Chapitre 37
Depuis plusieurs heures qu’ils étaient rentrés, ils avaient l’impression d’avoir vécu plusieurs vies. Une était passée lorsqu’ils avaient croisé le regard de Kazumi qui, sans avoir bougé d’un millimètre depuis leur départ, s’était embué immédiatement lorsqu’il les avait aperçus, au bout de la rue. Rosie, son entraîneuse, avait veillé sur lui, plusieurs fois tenté de le faire rentrer, mais sans succès. Il avait lourdement insisté pour l’attendre et elle n’avait pas voulu le laisser seul. Après tout, elle aussi s’inquiétait de ce qu’ils allaient devenir, ne serait-ce que si Zelda ne pouvait plus sortir pour les approvisionner. Elle seule parvenait à ramener assez de nourriture pour nourrir un régiment et parvenir à s’en sortir. Elle seule pouvait être Renouveau. Elle seule pouvait tuer quelqu’un au milieu de la rue et s’en sortir. Et ce n’était pas une question d’entraînement, comme elle le leur répétait depuis des années. On ne faisait pas partie des dix meilleurs joueurs d’un pays pour rien. Surtout d’un pays comme la France, qui était à l’origine du jeu et dont les rues foisonnaient d’accros et de fans. Ils avaient remplacé les Etats-Unis, du temps où ces derniers étaient à la tête du monde et de toutes ses folies, pour le meilleur comme pour le pire. Aujourd’hui, sur les ruines de l’un s’était amusé l’autre, réduisant le géant d’autrefois à une secte aux idées poussiéreuses et propulsant l’habituel retardataire sur les toits du monde, bien avant tous les autres.

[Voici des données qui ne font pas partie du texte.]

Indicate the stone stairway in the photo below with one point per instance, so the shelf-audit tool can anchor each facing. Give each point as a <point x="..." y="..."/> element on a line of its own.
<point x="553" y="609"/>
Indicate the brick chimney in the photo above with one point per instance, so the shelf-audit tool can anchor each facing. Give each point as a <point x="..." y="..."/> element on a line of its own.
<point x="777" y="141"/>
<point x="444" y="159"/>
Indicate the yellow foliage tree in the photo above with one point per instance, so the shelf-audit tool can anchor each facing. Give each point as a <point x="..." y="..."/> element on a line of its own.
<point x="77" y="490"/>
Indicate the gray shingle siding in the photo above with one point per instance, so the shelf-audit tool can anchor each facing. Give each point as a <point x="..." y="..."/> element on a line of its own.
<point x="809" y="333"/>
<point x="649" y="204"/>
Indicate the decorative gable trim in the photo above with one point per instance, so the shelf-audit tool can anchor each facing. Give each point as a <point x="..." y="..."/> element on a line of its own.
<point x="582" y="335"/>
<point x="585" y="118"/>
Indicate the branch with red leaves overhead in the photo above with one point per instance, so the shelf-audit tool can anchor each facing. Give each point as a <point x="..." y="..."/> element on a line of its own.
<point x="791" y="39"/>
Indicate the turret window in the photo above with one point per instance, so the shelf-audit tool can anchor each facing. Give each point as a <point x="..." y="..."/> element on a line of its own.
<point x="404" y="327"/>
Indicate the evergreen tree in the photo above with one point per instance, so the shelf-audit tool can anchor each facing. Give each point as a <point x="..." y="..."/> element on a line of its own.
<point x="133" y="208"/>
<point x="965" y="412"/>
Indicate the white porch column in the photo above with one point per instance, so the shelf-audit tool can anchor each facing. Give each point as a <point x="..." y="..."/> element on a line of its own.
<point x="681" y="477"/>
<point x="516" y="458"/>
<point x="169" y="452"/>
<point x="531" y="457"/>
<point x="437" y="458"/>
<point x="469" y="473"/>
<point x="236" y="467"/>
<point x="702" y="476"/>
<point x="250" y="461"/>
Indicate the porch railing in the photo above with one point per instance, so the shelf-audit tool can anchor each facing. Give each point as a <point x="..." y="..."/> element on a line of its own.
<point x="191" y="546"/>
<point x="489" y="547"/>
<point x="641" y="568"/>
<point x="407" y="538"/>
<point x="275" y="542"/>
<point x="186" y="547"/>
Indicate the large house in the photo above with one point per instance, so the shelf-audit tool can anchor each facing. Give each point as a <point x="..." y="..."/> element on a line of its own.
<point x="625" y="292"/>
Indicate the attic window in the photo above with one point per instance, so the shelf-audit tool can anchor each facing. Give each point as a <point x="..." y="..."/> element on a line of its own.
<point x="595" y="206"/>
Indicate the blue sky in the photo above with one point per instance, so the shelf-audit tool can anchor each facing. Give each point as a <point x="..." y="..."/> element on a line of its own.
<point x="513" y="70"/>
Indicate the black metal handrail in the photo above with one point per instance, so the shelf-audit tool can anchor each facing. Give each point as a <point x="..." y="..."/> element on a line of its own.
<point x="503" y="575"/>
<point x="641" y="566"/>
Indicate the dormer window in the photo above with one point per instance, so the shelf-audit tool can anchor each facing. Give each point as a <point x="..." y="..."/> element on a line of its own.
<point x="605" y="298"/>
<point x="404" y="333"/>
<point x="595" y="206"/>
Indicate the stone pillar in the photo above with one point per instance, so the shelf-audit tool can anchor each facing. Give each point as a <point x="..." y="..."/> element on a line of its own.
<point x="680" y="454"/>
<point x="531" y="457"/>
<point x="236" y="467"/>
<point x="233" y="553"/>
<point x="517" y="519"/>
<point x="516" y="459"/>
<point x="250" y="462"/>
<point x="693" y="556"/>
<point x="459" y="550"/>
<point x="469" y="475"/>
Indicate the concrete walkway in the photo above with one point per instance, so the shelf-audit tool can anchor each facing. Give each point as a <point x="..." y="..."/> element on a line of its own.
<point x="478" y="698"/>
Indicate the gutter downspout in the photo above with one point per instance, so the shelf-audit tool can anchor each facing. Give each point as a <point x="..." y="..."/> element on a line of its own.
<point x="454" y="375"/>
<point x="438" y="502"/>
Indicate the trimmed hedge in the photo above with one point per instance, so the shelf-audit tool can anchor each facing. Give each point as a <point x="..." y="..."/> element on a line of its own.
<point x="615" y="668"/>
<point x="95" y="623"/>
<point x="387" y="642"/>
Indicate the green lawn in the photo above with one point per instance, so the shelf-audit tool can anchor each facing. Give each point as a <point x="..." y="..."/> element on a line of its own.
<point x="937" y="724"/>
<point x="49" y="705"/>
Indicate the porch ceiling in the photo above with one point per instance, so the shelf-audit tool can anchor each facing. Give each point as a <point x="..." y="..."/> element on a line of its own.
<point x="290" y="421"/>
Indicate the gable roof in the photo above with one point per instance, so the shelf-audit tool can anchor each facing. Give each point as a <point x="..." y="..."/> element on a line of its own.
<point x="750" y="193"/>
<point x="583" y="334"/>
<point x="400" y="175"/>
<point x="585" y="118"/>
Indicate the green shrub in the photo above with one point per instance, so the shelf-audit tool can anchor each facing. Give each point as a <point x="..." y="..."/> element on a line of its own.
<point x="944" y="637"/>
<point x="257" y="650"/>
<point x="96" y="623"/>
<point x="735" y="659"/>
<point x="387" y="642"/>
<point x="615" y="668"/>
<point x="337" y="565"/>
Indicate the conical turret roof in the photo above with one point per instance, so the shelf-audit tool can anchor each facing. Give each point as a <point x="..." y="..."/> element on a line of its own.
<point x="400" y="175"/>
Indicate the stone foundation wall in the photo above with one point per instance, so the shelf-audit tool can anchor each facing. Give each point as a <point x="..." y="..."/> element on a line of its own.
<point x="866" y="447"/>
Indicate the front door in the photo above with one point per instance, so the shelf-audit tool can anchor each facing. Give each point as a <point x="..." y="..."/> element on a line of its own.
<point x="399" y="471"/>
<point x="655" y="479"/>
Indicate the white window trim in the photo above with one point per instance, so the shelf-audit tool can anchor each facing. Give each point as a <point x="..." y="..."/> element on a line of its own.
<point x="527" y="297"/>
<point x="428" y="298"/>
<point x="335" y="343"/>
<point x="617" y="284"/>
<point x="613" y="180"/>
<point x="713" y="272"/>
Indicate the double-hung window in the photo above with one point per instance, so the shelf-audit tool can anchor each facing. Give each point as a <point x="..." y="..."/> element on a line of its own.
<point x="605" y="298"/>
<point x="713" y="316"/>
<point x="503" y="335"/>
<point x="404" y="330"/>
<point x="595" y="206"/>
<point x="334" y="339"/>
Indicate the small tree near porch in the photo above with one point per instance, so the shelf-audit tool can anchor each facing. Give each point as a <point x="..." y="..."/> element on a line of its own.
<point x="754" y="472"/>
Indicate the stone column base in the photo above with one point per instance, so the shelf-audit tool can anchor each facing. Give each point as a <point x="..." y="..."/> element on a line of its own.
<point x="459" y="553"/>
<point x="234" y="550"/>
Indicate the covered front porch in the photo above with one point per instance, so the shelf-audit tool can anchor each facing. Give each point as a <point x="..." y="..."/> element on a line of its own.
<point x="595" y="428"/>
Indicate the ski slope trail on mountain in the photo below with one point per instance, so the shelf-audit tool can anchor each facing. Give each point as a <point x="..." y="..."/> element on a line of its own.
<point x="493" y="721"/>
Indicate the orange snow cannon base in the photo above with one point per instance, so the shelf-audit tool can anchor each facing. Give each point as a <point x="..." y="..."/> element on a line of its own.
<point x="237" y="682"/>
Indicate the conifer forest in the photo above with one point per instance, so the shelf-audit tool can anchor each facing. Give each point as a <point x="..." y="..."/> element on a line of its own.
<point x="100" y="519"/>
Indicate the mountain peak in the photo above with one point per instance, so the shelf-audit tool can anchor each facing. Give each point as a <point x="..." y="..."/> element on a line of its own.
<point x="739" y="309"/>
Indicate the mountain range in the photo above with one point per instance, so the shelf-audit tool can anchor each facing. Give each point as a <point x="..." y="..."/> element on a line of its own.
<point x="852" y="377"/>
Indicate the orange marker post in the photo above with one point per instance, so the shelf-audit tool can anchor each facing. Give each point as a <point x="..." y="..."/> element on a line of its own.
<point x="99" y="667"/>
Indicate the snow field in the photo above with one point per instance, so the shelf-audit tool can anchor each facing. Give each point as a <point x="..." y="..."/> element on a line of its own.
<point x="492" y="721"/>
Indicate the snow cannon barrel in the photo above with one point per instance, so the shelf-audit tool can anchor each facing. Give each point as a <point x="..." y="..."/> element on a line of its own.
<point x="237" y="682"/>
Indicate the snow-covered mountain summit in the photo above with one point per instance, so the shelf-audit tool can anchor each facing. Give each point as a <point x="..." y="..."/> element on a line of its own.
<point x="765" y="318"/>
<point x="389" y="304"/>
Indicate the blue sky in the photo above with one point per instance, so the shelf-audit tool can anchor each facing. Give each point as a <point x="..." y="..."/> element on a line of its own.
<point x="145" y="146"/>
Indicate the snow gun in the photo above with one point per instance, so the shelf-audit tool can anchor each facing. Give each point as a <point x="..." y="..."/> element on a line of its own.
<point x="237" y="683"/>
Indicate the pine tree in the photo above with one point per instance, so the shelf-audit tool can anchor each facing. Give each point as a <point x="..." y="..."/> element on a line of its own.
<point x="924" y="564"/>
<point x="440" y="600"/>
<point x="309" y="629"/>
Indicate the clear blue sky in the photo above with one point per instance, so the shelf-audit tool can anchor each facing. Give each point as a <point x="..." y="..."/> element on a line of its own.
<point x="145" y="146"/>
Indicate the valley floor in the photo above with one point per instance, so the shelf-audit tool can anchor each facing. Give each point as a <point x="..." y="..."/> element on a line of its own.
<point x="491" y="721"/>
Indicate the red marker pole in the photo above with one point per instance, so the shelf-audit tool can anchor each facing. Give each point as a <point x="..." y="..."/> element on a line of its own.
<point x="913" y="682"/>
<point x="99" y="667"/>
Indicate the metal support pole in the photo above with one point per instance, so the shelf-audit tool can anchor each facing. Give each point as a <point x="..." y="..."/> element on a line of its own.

Alors lorsqu’elle avait vu l’espèce de paquet de tissu que la jeune femme était devenue, elle s’était contenue juste assez pour ne pas éclater. Elle comprenait parfaitement que son élève n’en ait pas été capable, mais depuis qu’ils patientaient devant l’infirmerie, dont la porte était close pour tous, sauf cas de force majeure évidemment, elle se demandait si elle n’allait pas finalement laisser couler les mots qu’elle retenait, et éventuellement s’échapper quelques larmes. Après tout, entre le nouveau qui était assis sur le sol et qui semblait prier depuis plus d’une heure en gémissant, Victoria qui se défoulait dans le couloir et marmonnait en espagnol des mots qu’elle ne comprenait pas, Mamoru qui faisait sans cesse des allers-retours au pas de course entre la chambre de sa sœur et la pièce devant laquelle ils étaient rassemblés, tout en paraissant tellement perturbé qu’il lui arrivait de se cogner dans les autres ou de se perdre dans ses pensées au point de ne pas voir les murs et le boss, qui refusait de s’isoler dans son bureau et hurlait sans cesse d’un bout à l’autre des galeries, sur de pauvre âmes terrifiées qui lui passaient tout à cause de la situation. Sans aucun doute, tous ceux qui passaient devant cette porte pour se rendre à l’extérieur, et tous ceux qui en revenaient échangeaient des regards et des signes de soutient avec les gardiens de la porte, parfois même quelques mots, à demie-voix.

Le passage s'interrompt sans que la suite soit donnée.